Aunque al cierre de esta nota se siguen contando los votos, ya es altamente probable que Biden tenga en la bolsa estados clave como Arizona, Michigan, Wisconsin y Nevada.
Todo indicaría que Joseph Biden tiene asegurada la victoria en las elecciones de Estados Unidos aunque todavía no haya resultados oficiales cuando escribo. El aluvión de boletas electorales a favor del demócrata es tal que el presidente Trump se ha quedado sin recursos tramposos para impedir la victoria de su rival. Biden, al igual que Hillary Clinton en la elección de 2016, consigue superar ampliamente a Trump en el voto popular, en el que obtiene la cifra más alta de un candidato en la historia: 67.9 millones de sufragios. Se trata también de las elecciones más concurridas desde 1908 con más de un 65 por ciento, muy alto para la tradicional apatía estadounidense y que habla de un proceso electoral completamente singular en ese país, probablemente impulsado por la polarización generada por Trump con su racismo vulgar y su talante autoritario.
Para más singularidad, Biden no es un candidato con carisma, que despierte la pasión de Trump en sus seguidores, ni que atraiga especialmente por sus propuestas en política económica y social, demasiado moderadas. Ha sido el voto anti-Trump lo que le ha proporcionado un aluvión de votos y posiblemente lo siente en la Casa Blanca, procedente de un amplio sector de población harto del manejo criminal del tema del coronavirus, de la crisis económica agravada por este, por la política pro millonarios del magnate y el abuso y la grosería con que se ha desempeñado.
Aunque al cierre de esta nota se siguen contando los votos, ya es altamente probable que el ex vicepresidente tenga en la bolsa estados clave como Arizona, Michigan, Wisconsin y Nevada. No dudo que al final pueda añadir Pensilvania, donde faltaban por contar unos dos millones de votos. Pero solo con los sufragios de Michigan, Winsconsin, Nevada y Arizona, además de haber conservado todos los estados que ganó Hillary Clinton en 2016, alcanzaría el número mágico de 270 votos necesario para ganar el colegio electoral. Esto, según el arcaico sistema de voto indirecto estadounidense, que data del siglo XIX.

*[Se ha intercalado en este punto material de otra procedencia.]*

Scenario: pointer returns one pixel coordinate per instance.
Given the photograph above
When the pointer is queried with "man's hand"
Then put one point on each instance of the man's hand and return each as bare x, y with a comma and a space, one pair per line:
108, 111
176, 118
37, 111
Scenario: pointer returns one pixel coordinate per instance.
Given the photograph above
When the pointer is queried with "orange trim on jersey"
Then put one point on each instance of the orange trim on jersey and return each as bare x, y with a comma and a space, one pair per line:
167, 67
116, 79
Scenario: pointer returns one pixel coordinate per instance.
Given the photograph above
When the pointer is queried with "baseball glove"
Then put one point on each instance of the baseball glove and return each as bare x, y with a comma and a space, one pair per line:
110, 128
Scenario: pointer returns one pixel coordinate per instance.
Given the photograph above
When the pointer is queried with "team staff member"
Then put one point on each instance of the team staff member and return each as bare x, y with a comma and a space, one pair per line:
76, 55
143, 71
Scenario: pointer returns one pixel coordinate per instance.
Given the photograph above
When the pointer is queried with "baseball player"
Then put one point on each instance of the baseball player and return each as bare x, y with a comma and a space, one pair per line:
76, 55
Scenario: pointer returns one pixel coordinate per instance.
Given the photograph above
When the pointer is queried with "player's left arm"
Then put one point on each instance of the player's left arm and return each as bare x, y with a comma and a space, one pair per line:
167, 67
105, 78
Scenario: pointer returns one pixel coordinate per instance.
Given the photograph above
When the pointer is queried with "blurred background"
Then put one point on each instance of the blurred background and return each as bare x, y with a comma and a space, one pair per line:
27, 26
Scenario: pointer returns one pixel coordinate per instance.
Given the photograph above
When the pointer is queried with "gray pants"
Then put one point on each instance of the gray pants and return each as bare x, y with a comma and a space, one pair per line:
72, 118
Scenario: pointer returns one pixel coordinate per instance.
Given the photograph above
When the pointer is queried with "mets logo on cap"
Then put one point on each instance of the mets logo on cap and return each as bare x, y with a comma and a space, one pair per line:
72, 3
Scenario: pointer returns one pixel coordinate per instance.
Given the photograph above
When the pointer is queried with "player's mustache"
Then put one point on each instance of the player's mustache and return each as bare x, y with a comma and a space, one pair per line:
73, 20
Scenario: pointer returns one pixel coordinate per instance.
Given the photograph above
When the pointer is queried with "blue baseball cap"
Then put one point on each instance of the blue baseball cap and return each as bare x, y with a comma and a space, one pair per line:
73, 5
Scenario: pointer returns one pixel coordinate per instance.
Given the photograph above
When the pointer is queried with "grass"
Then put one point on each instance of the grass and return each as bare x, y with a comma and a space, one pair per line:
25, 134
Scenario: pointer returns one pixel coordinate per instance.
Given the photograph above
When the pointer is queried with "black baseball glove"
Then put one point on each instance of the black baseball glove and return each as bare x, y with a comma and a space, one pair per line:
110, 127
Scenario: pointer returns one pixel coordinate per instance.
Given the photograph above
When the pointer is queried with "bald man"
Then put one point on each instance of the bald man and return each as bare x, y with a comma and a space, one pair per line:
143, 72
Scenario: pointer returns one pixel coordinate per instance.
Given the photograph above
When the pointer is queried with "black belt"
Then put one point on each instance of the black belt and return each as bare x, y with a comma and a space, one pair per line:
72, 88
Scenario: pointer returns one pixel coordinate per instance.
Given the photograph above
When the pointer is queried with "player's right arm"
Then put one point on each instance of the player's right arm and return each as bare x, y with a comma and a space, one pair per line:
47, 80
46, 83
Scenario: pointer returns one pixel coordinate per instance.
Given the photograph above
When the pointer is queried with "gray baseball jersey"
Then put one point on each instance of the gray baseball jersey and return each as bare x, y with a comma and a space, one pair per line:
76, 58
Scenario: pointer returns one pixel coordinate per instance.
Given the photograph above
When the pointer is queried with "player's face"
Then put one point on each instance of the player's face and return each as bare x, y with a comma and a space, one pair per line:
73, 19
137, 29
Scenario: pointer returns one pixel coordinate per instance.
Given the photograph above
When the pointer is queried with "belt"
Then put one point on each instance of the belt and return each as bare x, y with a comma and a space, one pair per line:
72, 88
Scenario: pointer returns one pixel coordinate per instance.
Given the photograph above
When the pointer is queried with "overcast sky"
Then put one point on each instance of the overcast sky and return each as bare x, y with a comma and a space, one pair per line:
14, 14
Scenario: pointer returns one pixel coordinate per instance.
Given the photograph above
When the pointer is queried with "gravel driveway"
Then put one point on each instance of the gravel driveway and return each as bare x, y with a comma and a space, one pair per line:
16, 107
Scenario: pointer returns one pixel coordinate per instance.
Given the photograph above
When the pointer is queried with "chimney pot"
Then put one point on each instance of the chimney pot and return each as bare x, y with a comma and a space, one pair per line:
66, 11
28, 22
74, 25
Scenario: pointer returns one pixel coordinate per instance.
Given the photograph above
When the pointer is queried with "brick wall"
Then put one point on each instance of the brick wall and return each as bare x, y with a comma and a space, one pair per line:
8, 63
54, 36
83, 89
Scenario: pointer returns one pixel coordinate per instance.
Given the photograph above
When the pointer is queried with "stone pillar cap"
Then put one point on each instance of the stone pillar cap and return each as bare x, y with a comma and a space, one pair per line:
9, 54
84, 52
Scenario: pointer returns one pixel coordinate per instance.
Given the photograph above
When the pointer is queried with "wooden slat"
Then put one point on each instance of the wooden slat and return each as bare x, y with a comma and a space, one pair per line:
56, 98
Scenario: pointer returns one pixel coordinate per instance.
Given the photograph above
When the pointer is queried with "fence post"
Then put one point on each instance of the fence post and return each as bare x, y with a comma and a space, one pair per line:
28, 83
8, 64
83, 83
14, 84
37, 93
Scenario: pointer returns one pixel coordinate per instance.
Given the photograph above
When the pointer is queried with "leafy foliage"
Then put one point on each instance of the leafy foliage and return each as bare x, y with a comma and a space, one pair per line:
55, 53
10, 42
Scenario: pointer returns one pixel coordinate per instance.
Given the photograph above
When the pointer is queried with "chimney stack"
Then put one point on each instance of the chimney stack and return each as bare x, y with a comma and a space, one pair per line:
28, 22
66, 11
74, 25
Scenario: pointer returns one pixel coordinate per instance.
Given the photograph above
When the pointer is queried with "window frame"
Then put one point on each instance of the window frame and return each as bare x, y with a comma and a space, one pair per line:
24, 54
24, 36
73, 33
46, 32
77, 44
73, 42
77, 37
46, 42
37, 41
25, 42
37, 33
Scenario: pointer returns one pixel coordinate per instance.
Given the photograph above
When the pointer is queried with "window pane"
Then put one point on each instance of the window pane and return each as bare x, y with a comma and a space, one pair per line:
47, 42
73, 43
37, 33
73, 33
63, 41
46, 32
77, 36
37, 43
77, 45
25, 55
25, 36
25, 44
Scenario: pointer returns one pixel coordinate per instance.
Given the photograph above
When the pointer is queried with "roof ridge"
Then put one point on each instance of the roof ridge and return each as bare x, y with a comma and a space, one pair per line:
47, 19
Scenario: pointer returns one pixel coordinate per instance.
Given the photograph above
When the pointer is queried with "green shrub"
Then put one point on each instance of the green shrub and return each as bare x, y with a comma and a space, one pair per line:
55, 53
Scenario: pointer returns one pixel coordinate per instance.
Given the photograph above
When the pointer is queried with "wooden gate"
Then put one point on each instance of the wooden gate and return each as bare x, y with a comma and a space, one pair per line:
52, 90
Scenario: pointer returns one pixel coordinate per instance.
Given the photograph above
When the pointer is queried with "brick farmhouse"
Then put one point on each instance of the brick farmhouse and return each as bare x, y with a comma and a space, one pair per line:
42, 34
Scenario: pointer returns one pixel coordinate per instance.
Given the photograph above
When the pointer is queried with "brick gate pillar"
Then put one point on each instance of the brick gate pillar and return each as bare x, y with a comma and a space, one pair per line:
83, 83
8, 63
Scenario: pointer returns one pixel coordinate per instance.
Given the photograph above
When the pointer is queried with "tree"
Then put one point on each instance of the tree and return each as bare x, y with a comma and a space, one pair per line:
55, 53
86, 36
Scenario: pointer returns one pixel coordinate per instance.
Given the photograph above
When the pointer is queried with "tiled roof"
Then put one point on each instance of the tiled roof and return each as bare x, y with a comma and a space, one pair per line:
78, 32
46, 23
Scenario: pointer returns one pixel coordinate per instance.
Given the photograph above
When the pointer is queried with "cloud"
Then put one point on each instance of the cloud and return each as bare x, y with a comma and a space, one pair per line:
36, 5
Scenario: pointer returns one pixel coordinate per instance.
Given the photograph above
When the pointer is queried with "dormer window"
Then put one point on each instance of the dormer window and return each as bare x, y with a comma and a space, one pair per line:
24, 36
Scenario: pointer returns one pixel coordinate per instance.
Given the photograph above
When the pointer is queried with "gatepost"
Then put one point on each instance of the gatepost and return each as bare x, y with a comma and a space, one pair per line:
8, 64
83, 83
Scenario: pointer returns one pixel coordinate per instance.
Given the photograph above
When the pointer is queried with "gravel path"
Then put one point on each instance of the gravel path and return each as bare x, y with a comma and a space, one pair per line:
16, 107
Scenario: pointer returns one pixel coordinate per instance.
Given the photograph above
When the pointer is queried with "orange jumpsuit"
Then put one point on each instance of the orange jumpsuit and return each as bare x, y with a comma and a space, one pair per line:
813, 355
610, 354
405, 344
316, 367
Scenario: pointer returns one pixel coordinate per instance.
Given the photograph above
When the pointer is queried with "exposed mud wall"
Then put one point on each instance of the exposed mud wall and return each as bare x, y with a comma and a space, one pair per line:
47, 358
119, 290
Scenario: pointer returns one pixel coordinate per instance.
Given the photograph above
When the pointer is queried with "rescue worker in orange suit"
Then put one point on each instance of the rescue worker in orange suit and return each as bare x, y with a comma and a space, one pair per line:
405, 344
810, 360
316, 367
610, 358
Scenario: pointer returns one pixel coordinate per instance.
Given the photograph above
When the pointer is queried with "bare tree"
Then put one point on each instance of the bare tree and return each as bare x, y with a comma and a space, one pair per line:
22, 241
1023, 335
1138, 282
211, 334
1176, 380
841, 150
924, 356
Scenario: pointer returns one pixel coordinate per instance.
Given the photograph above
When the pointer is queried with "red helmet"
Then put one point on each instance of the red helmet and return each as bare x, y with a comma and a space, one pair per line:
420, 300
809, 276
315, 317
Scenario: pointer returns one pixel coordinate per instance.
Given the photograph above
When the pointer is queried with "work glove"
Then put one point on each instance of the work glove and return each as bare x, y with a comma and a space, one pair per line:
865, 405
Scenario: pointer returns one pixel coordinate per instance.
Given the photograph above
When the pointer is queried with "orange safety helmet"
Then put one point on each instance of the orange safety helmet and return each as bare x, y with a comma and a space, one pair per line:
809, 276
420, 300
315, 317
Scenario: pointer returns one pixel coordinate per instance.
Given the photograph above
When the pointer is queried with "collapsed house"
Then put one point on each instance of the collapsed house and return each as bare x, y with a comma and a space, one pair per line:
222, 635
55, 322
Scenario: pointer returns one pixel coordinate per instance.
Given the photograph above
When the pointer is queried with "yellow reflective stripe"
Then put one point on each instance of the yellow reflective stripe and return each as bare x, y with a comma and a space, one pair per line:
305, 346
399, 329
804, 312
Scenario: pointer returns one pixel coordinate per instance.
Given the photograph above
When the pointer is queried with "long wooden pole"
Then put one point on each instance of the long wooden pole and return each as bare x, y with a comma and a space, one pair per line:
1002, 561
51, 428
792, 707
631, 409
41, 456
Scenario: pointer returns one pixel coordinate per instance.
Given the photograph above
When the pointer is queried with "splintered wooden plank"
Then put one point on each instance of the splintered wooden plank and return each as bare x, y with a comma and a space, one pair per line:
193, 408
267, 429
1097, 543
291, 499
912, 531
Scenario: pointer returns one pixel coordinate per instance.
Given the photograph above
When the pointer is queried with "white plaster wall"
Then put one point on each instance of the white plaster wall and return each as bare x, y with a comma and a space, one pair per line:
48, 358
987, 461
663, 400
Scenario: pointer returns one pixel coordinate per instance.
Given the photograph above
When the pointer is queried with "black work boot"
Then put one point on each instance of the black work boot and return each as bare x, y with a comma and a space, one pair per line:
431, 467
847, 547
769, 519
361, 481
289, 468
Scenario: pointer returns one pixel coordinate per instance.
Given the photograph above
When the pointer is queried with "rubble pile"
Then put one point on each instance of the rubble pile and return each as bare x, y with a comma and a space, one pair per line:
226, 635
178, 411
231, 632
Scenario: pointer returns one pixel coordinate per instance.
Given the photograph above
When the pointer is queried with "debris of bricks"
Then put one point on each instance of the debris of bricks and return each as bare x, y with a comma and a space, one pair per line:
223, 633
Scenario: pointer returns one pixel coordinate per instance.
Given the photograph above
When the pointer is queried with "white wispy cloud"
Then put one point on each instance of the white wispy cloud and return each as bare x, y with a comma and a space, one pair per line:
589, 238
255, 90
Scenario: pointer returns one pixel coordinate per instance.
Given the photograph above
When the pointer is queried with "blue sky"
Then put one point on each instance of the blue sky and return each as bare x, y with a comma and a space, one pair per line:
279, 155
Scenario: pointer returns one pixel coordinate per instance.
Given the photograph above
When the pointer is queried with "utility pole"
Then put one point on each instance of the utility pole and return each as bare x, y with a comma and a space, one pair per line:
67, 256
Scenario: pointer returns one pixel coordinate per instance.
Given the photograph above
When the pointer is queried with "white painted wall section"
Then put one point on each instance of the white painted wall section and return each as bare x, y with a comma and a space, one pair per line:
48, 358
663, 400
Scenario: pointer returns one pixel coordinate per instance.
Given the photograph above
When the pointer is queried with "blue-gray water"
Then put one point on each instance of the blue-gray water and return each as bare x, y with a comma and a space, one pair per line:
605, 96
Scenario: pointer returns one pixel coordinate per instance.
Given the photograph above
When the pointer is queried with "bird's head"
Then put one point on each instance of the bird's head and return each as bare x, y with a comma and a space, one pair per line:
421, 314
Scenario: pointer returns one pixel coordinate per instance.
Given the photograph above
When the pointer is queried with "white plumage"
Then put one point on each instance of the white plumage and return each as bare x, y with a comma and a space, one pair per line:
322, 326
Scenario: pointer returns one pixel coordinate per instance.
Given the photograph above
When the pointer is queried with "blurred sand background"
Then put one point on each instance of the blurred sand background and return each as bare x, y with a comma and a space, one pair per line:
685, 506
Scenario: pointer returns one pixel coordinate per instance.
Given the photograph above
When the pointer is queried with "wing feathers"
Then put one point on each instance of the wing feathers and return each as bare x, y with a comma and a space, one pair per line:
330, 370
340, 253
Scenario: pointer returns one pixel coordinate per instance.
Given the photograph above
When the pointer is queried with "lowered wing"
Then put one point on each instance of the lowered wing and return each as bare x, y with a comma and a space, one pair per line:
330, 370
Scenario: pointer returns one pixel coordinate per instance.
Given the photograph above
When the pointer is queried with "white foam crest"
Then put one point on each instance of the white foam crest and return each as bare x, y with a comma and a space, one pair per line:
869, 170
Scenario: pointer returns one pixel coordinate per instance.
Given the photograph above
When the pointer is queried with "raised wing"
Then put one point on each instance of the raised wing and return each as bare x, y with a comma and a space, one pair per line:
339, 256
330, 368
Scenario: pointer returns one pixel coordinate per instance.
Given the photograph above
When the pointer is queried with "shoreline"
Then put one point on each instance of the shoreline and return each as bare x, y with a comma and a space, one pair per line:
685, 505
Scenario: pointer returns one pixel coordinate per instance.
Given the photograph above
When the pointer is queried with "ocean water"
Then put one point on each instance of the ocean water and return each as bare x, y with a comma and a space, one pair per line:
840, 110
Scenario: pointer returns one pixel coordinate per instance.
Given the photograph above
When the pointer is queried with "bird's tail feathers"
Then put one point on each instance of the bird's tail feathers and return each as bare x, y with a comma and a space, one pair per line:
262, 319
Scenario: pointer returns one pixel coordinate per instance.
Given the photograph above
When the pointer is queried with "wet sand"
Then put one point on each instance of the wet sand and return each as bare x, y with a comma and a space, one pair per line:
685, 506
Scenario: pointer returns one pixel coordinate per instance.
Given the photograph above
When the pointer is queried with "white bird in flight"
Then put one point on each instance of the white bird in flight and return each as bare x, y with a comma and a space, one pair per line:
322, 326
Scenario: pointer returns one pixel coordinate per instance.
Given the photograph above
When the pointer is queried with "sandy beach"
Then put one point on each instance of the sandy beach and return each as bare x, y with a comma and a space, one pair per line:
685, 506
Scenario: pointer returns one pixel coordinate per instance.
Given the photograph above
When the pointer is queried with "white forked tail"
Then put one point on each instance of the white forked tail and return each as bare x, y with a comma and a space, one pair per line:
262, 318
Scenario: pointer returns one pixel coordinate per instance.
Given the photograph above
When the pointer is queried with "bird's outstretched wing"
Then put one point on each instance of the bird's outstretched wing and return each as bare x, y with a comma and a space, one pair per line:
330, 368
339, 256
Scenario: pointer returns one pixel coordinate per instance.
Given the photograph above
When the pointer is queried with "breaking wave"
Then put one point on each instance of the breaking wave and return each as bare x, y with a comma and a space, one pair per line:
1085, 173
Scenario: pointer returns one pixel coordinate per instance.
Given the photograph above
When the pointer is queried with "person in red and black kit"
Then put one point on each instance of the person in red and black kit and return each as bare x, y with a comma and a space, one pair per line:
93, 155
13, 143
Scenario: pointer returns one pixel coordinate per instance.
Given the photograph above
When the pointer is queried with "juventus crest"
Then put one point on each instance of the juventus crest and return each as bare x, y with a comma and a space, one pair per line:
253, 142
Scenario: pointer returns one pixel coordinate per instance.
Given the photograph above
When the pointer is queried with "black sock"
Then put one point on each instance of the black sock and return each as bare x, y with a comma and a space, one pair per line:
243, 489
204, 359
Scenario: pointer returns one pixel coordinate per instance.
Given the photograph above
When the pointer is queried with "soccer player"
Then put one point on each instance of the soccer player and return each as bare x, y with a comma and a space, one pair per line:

Al ver venir la derrota, desde hace semanas, Trump arreció sus ataques al supuesto fraude electoral misteriosamente oculto en el voto por correo y apresuró que fuera aprobada en el Senado la jueza conservadora Amy Coney Barret para integrar la Corte Suprema, según explicó él mismo para tener más refuerzos en esa instancia si la elección se decidía en ella.
El desenlace a favor del demócrata, desde luego, no significaría que el nuevo presidente de Estados Unidos sea menos imperialista que su antecesor. De hecho, la académica estadounidense Adrienne Pine me hacía antier la observación de que en un estudio de la revista Forbes, la mayor parte de los multimillonarios prefiere a Biden. Y me comentaba, en alusión al clima de rechazo internacional que ha conseguido Trump, “ellos no quieren que Estados Unidos continúe siendo un estado paria. No es bueno para los negocios”. Sin embargo, quedaría un mayor espacio político para el nuevo y pujante movimiento progresista dentro y fuera del Partido Demócrata, del que la estrella ascendente es Alexandria Ocassio Cortez y seguramente disminuirían las tensiones raciales alimentadas por el magnate inmobiliario. Tampoco Biden, si llega a la Casa Blanca, puede hacer mucho para atenuar la crisis de hegemonía de Washington, que Trump ha acelerado, y menos la profunda crisis multifacética, asociada a la anterior, que hace crujir los cimientos mismos del sistema estadounidense. Lejos de agotar el tema de cómo podría ser una política exterior de Biden, puede adelantarse que continuaría el enfrentamiento a China y Rusia, seguramente con menos estridencia, y buscaría restaurar las relaciones con los aliados europeos para tratar de embarcarlos en la aventura antichina. Restablecería el tratado nuclear con Irán, aunque manteniendo las sanciones, y ha dicho que pondrá en vigor de nuevo las medidas de relajamiento del bloqueo a Cuba al nivel que las puso Obama. América Latina y el Caribe podrían beneficiarse de una actitud más dialogante, que no es poco, sin que el imperio, claro, abandone las pretensiones, que lleva en su ADN de tratarla como patio trasero. Pero también porque se ve venir la segunda ola progresista que proporcionaría a nuestra América mucha más capacidad de negociación y unidad ante el norte revuelto y brutal.